Steel companies claim they have been paying much more for iron ore and coke, because their prices in the global market have surged several times over the past year. The spike has been driven by China, where the economy is growing close to 10 per cent and demand for steel has got an extra boost from Olympic games-related constructions.
"The long-term contract prices for international coking coal have increased by more than 200 per cent, while iron ore prices are being revised in a month. This may force us to hike the prices again," said a senior official at a major steel firm. "If National Mineral Development Corporation (NMDC) increases the long term contracts, iron ore prices will again climb up," said the official, who didn't wish to be named.
When contacted NMDC Chairman Rana Som said long term international contracts would be revised by the end of next month, the extent of the hike could be around 65 percent. But that would include the 35 per cent interim hike announced in October.
Som said the problem with the steel companies was that they were paying much more in the spot, where iron ore prices were as high as $190 per tonne. Under the long-term contracts, steel makers are currently paying $75 per tonne, he said. Som said, more than iron ore prices, steel have been hit hard by cost of coke, which has increased 300 per cent.
The government on Thursday rejected the argument by steel makers that deficient domestic supply of iron ore were responsible for high prices of the finished product.
“The country has enough iron ore to last for 200 years. The steelmakers should adopt technologies to be able to use low-grade iron ore. If you come up with right technologies then you could conserve ore in right perspective,” Mines Secretary JP Singh said.
Domestic steel consumption is growing at the rate of 12.6 per cent, which is almost double to the 6.6 per cent growth in supply (during April-December period). The domestic supply deficit will be in the region of 6.5 million tonne, which will have to be imported.
The government is mulling a fresh set of fiscal measures including a possible reduction in import duty of steel and suspension of futures trading in iron to tame rising price line. A proposal to suspend futures trading in iron and steel is also being examined.

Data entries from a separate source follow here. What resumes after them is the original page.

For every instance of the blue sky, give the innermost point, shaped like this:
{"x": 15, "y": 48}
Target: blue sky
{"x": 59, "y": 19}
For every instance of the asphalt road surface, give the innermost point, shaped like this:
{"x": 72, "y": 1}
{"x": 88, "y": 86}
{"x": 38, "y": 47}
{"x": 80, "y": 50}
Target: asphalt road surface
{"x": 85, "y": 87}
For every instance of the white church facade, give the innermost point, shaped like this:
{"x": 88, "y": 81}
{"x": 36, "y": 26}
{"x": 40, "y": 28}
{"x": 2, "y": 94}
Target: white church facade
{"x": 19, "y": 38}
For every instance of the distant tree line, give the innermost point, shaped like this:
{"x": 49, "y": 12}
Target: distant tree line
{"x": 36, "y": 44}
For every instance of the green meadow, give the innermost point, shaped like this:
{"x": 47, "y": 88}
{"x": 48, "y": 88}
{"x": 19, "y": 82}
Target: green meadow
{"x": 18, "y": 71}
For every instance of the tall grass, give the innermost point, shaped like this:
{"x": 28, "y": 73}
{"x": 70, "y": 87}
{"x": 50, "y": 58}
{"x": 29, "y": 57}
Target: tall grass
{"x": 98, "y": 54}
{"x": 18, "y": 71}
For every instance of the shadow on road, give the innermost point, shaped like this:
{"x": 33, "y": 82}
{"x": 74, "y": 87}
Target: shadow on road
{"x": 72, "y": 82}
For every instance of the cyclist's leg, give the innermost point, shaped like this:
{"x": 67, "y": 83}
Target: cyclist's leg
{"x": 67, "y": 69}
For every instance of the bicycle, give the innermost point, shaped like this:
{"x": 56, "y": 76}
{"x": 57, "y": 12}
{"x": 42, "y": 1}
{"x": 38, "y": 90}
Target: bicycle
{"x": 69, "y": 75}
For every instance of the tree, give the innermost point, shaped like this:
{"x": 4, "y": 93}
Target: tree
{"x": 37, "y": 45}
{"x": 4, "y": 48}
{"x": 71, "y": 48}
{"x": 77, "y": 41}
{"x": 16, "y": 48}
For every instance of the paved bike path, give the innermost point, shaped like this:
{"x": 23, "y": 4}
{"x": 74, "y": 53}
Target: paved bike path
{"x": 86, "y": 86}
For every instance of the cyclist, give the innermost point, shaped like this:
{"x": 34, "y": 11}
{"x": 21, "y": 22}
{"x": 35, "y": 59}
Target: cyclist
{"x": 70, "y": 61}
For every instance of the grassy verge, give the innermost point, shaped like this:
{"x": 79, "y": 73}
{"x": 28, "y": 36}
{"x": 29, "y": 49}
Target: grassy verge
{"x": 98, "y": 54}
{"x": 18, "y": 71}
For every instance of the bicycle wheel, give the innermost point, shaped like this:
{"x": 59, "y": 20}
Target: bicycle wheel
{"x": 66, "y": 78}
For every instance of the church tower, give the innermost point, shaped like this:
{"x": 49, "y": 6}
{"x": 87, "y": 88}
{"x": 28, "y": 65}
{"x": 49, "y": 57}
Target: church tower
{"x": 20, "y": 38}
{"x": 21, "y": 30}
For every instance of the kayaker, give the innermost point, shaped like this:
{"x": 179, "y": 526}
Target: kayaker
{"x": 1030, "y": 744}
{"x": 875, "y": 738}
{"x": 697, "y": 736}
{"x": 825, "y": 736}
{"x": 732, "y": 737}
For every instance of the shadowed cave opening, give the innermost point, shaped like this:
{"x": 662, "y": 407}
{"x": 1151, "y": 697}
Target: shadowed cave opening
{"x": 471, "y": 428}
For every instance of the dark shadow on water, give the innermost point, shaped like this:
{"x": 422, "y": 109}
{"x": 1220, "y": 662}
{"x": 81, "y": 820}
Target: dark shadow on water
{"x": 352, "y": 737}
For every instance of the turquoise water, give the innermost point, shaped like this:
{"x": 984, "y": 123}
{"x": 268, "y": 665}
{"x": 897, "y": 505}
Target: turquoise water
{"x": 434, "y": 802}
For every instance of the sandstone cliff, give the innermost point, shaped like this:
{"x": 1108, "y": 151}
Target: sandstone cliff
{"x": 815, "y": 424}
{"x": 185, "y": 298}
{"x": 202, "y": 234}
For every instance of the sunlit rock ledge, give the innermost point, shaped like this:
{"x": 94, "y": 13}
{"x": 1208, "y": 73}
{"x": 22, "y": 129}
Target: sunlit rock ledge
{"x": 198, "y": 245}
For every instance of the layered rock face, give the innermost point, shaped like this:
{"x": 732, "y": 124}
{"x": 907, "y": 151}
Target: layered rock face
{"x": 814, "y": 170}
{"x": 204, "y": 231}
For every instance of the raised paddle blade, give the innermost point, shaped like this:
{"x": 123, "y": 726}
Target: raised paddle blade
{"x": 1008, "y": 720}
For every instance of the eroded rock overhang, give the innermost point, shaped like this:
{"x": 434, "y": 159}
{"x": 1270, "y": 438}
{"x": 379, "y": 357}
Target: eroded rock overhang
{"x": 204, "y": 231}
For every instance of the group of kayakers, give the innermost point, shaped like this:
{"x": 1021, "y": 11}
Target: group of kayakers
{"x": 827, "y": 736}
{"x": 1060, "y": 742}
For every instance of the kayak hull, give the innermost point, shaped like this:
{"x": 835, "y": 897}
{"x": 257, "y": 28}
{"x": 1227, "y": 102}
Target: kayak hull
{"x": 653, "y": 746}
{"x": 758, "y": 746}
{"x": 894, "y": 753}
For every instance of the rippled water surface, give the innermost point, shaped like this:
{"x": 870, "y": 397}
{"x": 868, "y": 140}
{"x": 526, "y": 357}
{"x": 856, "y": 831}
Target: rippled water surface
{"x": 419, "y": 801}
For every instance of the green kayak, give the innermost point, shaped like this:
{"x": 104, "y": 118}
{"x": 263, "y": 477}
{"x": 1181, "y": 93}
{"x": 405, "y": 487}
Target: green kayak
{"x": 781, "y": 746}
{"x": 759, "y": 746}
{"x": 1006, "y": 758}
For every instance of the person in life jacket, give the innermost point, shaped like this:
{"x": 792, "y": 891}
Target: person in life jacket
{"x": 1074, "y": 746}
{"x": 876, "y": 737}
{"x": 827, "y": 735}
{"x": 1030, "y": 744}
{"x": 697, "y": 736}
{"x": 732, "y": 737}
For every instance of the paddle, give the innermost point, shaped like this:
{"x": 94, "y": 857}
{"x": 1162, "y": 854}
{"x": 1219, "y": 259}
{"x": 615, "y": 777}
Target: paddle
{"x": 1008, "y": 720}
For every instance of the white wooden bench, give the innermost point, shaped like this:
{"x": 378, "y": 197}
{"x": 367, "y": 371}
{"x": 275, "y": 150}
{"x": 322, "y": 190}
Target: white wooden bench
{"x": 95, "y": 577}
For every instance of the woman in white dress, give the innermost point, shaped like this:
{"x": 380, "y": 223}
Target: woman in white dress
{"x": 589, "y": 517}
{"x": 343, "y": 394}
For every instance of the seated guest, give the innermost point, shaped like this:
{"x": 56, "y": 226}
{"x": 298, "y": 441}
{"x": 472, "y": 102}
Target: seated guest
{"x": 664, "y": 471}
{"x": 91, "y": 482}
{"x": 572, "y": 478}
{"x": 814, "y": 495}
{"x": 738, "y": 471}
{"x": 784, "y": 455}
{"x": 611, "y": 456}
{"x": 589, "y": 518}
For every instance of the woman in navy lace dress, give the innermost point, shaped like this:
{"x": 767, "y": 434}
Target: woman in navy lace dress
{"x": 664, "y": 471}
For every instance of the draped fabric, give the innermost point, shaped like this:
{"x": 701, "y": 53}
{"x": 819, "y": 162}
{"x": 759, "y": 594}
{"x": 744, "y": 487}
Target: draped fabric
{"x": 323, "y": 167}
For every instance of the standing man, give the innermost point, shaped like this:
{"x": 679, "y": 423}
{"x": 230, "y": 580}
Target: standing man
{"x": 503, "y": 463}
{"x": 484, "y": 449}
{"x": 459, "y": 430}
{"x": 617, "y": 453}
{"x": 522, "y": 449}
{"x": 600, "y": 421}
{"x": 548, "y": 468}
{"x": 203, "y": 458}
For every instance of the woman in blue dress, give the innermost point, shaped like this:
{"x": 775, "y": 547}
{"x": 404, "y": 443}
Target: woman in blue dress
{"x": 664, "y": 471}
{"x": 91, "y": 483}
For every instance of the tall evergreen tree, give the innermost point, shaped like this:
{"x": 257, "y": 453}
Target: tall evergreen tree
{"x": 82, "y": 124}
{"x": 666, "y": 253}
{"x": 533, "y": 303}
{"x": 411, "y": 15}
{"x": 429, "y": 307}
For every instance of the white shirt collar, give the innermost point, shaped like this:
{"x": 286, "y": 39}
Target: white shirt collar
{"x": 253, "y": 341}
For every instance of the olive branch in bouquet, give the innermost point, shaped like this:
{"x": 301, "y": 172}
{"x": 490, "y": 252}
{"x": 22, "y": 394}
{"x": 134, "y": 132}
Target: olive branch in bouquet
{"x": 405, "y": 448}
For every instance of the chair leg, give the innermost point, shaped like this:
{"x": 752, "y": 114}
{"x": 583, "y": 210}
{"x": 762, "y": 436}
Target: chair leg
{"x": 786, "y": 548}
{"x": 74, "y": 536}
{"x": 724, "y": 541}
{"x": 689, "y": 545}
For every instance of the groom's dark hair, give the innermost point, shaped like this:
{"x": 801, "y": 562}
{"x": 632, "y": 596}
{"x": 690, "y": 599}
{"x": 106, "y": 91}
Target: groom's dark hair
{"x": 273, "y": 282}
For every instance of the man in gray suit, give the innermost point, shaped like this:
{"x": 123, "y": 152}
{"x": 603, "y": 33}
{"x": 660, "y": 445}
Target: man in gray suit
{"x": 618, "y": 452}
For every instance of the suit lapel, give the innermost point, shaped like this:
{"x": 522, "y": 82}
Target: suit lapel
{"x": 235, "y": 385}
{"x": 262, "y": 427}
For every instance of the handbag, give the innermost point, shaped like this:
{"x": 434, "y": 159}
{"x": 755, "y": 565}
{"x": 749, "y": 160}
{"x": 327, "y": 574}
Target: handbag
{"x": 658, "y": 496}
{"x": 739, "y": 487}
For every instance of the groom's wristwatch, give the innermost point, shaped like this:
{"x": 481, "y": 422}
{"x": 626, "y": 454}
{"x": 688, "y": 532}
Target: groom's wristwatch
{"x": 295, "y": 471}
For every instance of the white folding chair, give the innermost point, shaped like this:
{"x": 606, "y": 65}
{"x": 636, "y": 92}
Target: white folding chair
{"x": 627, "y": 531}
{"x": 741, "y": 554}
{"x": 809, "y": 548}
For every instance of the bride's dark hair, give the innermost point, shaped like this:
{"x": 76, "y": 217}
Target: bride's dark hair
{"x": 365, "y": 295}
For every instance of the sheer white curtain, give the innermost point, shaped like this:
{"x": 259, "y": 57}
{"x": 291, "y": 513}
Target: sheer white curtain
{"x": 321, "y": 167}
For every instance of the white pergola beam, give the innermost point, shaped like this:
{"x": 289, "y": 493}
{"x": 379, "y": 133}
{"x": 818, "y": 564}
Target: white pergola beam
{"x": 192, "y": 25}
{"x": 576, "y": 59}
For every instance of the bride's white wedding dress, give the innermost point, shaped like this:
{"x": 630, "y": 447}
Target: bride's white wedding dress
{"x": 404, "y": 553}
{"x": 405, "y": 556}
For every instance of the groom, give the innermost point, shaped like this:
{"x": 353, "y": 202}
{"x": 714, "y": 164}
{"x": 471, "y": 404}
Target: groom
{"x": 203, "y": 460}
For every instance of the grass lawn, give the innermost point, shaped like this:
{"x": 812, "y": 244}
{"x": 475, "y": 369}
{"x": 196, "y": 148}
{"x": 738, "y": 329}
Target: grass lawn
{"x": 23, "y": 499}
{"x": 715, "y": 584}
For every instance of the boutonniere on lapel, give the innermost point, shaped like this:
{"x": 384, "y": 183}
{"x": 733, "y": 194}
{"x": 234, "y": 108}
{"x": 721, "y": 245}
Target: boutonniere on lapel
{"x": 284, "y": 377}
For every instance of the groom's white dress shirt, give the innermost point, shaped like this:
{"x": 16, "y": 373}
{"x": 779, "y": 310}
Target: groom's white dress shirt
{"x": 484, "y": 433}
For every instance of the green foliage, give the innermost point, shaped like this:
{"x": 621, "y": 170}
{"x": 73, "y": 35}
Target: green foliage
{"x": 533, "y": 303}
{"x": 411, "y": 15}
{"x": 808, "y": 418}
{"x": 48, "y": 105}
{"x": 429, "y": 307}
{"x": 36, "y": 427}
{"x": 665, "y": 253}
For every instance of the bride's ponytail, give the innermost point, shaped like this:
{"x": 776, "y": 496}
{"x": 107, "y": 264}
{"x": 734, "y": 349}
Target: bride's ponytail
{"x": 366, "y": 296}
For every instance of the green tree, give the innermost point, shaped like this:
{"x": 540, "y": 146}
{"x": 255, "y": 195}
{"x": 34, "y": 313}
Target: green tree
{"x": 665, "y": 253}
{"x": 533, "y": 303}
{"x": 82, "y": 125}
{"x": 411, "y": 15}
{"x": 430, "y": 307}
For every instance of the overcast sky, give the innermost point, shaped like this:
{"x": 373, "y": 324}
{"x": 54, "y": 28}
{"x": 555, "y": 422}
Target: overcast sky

Analysts said the government action would remain an overhang on steel company valuations. According to analysts, the steel companies are under margin pressure.
"We are witnessing 50 per cent to 300 per cent increase in various raw material prices. This will have a negative impact on steel manufacturers' balance sheet. Margins of non-integrated players are under pressure even now," said Pawan Burde, metal analyst, Angel Broking.